When I had seen her work in reproduction it had looked like timid, boring, art-school stuff. But I had never had a chance to see her work in reality - and that I was soon to learn - was crucial to judging Gallagher's art.
             

As we entered the first room, my heart sank as I looked around and saw large apparently blank white sheets of watercolour paper. However, as I got up close to them my heart jumped for joy. She had cut and carved into the paper - creating highly detailed and well-drawn (or well-carved) images of fish, octopuses and African women's heads with wild flowing hair.
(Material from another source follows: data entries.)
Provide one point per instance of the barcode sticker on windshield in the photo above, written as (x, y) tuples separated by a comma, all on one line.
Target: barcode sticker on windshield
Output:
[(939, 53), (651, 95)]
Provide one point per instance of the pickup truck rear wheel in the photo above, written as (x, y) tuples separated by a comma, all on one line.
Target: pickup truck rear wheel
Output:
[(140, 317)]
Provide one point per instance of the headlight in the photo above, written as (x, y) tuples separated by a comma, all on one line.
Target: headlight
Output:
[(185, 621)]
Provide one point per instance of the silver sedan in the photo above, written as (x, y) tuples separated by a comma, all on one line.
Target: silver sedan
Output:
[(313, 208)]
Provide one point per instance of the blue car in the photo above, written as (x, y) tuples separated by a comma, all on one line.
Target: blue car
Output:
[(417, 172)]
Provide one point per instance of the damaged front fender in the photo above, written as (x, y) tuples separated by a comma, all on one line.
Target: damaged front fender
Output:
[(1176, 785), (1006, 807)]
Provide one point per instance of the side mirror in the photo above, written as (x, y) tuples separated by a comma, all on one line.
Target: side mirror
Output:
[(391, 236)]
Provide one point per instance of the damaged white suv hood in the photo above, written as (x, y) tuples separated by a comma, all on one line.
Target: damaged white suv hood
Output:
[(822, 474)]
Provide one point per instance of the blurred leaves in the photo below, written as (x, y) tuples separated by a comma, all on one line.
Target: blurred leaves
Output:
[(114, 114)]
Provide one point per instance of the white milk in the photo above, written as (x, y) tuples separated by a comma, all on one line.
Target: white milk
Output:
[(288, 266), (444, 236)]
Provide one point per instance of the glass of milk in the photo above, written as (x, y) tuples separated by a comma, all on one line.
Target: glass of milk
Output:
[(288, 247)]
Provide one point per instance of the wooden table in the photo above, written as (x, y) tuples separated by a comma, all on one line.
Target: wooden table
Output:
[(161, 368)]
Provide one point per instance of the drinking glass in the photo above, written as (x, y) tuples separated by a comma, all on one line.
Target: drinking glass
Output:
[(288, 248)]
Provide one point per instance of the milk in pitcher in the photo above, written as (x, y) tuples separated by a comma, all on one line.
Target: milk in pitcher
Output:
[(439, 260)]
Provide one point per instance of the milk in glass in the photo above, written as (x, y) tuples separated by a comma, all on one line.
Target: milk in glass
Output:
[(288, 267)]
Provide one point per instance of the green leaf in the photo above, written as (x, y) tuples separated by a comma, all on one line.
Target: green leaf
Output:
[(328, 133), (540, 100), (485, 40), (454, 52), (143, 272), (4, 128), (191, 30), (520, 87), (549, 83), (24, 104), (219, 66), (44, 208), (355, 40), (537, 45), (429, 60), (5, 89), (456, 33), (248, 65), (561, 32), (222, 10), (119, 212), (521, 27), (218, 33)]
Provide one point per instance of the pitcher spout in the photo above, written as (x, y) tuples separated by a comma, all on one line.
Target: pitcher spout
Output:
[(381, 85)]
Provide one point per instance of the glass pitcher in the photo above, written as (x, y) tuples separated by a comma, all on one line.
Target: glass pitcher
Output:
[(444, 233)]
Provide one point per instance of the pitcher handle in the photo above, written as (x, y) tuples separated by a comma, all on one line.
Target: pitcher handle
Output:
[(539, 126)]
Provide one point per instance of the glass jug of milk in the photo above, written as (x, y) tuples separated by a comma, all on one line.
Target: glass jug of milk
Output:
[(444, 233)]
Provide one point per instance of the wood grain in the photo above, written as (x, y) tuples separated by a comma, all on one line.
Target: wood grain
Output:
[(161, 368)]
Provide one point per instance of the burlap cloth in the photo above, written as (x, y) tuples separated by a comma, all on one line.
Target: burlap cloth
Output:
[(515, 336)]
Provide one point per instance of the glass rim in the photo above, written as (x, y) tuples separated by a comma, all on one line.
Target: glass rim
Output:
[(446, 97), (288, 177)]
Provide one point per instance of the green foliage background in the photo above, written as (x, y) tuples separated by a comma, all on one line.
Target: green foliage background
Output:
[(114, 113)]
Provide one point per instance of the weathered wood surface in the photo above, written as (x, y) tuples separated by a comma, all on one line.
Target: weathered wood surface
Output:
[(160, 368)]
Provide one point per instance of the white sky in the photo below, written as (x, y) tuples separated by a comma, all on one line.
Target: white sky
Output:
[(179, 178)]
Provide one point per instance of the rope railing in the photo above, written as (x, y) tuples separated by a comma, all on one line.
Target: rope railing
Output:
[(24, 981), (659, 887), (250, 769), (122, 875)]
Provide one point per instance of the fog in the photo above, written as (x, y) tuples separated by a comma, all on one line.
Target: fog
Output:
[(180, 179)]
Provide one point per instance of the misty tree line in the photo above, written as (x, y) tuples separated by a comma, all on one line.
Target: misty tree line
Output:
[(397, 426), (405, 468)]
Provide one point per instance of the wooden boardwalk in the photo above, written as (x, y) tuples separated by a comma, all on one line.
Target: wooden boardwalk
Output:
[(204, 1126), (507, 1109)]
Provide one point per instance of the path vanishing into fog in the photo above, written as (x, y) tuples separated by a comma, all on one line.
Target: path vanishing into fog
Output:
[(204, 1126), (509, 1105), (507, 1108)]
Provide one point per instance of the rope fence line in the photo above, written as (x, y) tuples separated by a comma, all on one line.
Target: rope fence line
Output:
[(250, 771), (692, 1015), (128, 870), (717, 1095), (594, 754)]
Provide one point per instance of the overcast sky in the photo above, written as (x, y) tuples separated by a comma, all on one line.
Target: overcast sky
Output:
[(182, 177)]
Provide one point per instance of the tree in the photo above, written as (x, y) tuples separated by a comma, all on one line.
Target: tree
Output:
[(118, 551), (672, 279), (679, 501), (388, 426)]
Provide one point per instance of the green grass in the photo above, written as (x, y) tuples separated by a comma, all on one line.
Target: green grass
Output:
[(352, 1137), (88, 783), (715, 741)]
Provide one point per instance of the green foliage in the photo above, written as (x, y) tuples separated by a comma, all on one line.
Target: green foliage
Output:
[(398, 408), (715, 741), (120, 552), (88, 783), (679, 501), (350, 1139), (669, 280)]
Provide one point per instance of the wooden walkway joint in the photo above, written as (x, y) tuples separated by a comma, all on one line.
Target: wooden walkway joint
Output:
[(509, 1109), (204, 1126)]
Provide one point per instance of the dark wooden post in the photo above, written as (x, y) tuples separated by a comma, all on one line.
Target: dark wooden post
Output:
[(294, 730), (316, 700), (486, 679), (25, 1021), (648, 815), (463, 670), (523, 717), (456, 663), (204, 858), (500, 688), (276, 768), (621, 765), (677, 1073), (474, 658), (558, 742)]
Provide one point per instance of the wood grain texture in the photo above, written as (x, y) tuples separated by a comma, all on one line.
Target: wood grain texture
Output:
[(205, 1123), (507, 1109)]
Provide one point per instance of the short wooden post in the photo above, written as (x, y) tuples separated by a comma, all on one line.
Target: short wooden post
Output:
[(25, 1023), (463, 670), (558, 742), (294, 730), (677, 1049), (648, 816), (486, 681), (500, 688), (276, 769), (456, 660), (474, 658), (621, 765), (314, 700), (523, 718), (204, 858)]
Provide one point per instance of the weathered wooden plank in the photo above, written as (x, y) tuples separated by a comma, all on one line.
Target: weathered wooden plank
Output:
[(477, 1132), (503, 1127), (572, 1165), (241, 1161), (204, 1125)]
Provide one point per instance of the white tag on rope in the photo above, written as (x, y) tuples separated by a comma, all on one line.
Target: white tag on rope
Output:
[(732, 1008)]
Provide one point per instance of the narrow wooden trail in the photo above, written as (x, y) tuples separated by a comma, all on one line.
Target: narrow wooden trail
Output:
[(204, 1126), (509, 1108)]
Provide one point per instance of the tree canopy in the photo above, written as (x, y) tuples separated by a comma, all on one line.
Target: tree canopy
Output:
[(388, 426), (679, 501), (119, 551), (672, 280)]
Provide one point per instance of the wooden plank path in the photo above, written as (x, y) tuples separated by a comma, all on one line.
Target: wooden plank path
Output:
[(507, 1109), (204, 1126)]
In my experience, there are few artists whose work reproduces so badly in print. That is no reflection on the skills of her photographers - merely an indication of how subtle her effects are.
             

These works were quite simply some of the most beautiful, gentle, inventive and skilled contemporary work on paper I have seen in years. I had such a compelling desire to gently run my fingers over her carved, cut, water-coloured and collaged works on high quality watercolour paper. I wanted to share a drink with her - and just listen to her talk. Like a great flirt - Gallagher knew how to say just enough to gain your interest - and had the control to leave you waiting in baited breath - for more.
             

If you wanted me to get heavy handed - I could have said that work dealt with themes of African American women's desire to look white or the subtle forms of self-racism the oppressed sometimes inflict upon themselves. However, that would make her work sound too rhetorical and aggressive. Looking at her work, I was reminded of the wise and softly spoken poetry of Mya Angelo - not the aggressive heroics of Jean-Michel Basquiat or the Feminist screaming of The Guerrilla Girls.
             

Some art works shout at you - Gallagher's whisper to you: "Come here I want to tell you a secret.” Her work reminded me of Georgian flower and plant watercolours, Outsider art, Marlene Dumas watercolour nudes, Chris Ofili's intricately patterned and collaged paintings and many other female artists interested in natural forms and female identity like Nancy Spero. However, at no time did I feel she was pastishing or plagiarizing others - her own vision was consistent throughout. Yes, her art was identity art - but she had so much more to say about life than just what colour her skin was. I quickly sheathed my weapon and bowed in homage.
             

Gallagher's work had a wonderfully obsessive and secretive quality. There was none of the tedious narcissism of Tracey Emin, none of the boring repetition of Rachel Whiteread, none of the bogus Feminist rant of Barbara Kruger or Jenny Holzer and none of the attention seeking of well - take your pick of exhibitionist female artists of my day. Although Gallagher had private schooling and a fairly easy road to the top of the New York art world (in 1995 she was shown in the Whitney Biennial - aged only thirty - and two years later she was a Gagosian artist) I felt her art was truly self-driven and not reliant on the world around her - I knew that success or failure would not stop her need to create.
             

After we had gone around the show once - Carol pleaded: "Do you want to go around again?" "Yes sure!" I replied. So we looked over the work afresh - still enthralled by this wonderful woman's discrete and highly skilled works. Was she a great artist up there with the best of the past twenty years - I thought so - but then that didn’t really say much. These days were truly awful times for contemporary art.  However, I looked forward to watching her understated and very intelligent and compassionate art develop.